Adventures in Thailand

Life in the Foreign Service

An Unfortunate Reality of Foreign Service Life.

with 2 comments

My Grandmother died yesterday.  She had been pretty uncomfortable for a while; it sounds like she just said “I’m done!” and called it quits, passing away in her sleep peacefully.  I like to think that she’s in a better place and is now reunited with my Grandfather, who died some 22 odd years ago.  All deaths are tragic, but this wasn’t one that was a total surprise, like a horrible car accident or what happened to Tim Russert recently.  But that doesn’t make it any easier to accept when a member of your family, someone who has the same blood running through their veins, leaves this world at the end of their life.
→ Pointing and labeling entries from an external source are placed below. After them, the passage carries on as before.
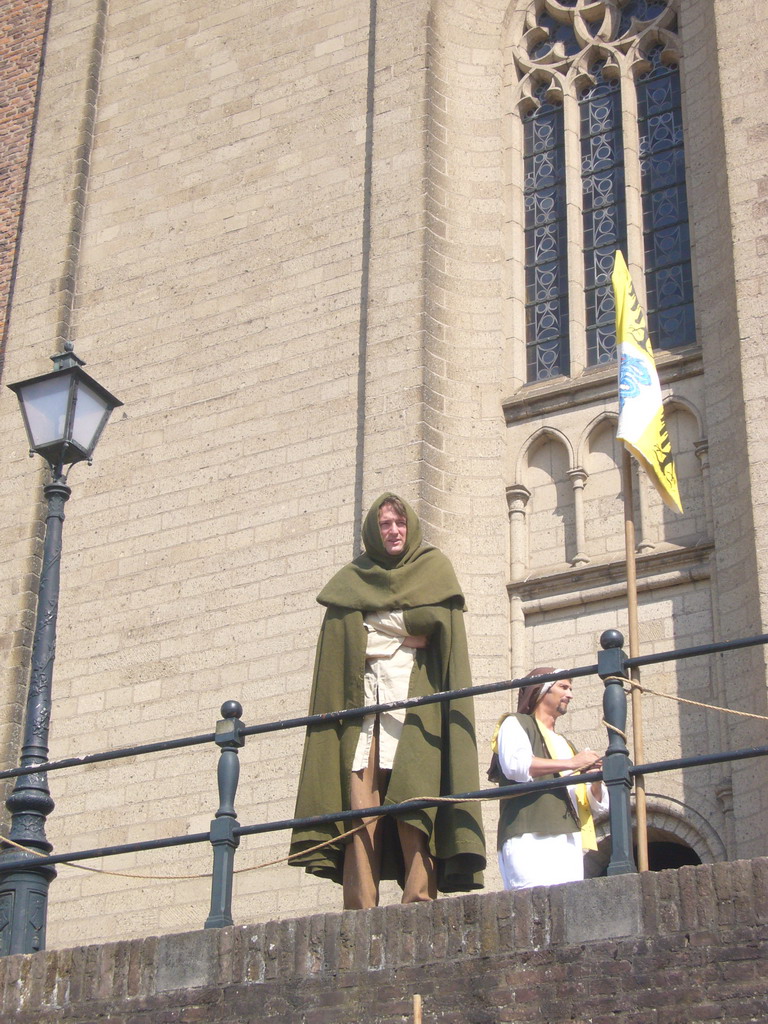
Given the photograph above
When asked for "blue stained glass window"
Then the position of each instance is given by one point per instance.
(546, 272)
(603, 209)
(641, 10)
(668, 271)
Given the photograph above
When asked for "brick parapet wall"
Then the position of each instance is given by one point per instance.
(22, 36)
(677, 946)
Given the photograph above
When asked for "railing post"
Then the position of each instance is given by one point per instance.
(611, 669)
(224, 842)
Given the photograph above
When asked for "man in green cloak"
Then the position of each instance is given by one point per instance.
(393, 629)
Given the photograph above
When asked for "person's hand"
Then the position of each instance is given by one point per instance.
(419, 643)
(587, 761)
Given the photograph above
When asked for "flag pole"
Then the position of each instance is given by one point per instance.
(637, 716)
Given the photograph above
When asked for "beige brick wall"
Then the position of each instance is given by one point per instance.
(293, 255)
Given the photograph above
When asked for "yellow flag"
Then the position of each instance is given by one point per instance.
(641, 424)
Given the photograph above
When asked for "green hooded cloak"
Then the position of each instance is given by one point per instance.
(437, 753)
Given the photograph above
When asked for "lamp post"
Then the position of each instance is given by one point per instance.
(65, 413)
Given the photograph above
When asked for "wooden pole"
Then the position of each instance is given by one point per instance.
(637, 715)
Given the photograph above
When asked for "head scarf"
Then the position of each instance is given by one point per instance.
(528, 696)
(374, 543)
(379, 582)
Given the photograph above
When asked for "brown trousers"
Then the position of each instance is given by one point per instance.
(364, 852)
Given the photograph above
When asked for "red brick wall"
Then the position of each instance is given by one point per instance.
(683, 946)
(22, 39)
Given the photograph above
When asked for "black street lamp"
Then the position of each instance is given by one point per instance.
(65, 413)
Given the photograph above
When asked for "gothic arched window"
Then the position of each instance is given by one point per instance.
(598, 93)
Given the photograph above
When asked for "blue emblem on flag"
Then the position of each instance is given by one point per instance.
(634, 376)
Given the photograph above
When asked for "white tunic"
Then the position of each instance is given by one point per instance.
(536, 859)
(388, 668)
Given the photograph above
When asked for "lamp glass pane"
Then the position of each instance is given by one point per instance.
(90, 411)
(45, 407)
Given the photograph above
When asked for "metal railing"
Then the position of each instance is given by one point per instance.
(230, 733)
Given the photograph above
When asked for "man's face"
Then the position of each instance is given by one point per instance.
(556, 699)
(393, 529)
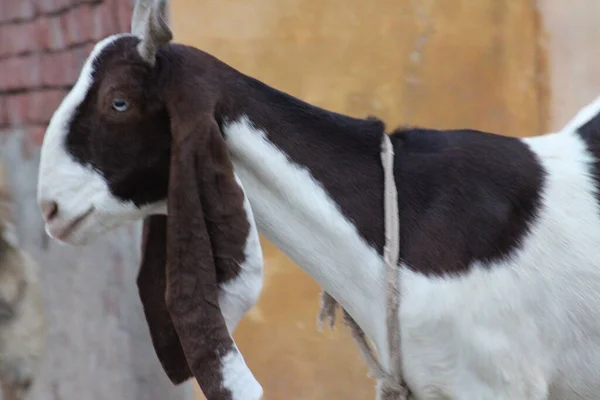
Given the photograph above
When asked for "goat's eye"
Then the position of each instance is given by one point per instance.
(120, 105)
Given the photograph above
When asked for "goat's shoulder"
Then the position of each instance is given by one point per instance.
(465, 196)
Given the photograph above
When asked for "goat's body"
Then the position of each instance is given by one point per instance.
(520, 326)
(499, 236)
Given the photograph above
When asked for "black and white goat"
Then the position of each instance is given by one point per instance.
(500, 236)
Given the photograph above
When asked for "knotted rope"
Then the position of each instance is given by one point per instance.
(391, 385)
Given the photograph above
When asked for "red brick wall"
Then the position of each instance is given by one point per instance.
(43, 44)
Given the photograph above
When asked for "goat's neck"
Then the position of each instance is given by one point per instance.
(315, 183)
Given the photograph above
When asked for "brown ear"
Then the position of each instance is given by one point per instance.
(152, 283)
(207, 226)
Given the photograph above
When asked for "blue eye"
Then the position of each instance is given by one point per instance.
(120, 105)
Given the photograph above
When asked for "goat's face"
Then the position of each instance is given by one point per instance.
(105, 156)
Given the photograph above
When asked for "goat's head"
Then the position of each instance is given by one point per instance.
(105, 156)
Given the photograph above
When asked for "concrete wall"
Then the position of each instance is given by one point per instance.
(99, 346)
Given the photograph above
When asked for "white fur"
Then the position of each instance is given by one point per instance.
(75, 187)
(293, 210)
(525, 328)
(514, 329)
(238, 378)
(522, 329)
(237, 296)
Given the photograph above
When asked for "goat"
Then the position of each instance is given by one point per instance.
(22, 315)
(499, 270)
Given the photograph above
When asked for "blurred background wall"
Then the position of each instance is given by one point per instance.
(99, 346)
(519, 68)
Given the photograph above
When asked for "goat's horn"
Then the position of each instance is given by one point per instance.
(148, 24)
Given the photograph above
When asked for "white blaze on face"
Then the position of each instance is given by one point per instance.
(85, 206)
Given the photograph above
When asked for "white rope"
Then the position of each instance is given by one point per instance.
(391, 384)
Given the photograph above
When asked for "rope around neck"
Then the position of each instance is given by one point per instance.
(391, 384)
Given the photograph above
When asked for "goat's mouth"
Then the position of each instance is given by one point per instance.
(62, 231)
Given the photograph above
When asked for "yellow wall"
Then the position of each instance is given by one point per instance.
(462, 63)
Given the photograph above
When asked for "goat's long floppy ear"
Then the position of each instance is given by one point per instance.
(206, 232)
(152, 283)
(147, 23)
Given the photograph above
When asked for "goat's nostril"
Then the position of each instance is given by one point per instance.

My slow education about death and mortality took a turn in college, when my best friend’s mom died in her 50’s from heart disease.  She was this tiny Japanese lady, who even though she had lived in the States for 2 decades, still had this thick accent when she spoke English.  She had 2 sons, one a few years older and one almost exactly the same age as me.  Her son Tony asked me to be a pallbearer at the funeral, meaning I would be one of the people carrying the coffin from the hearse to the grave.  I can still smell the whiffs of embalming chemicals as I took each step with the handle of the coffin firmly within my grasp.  That smell had made it so real.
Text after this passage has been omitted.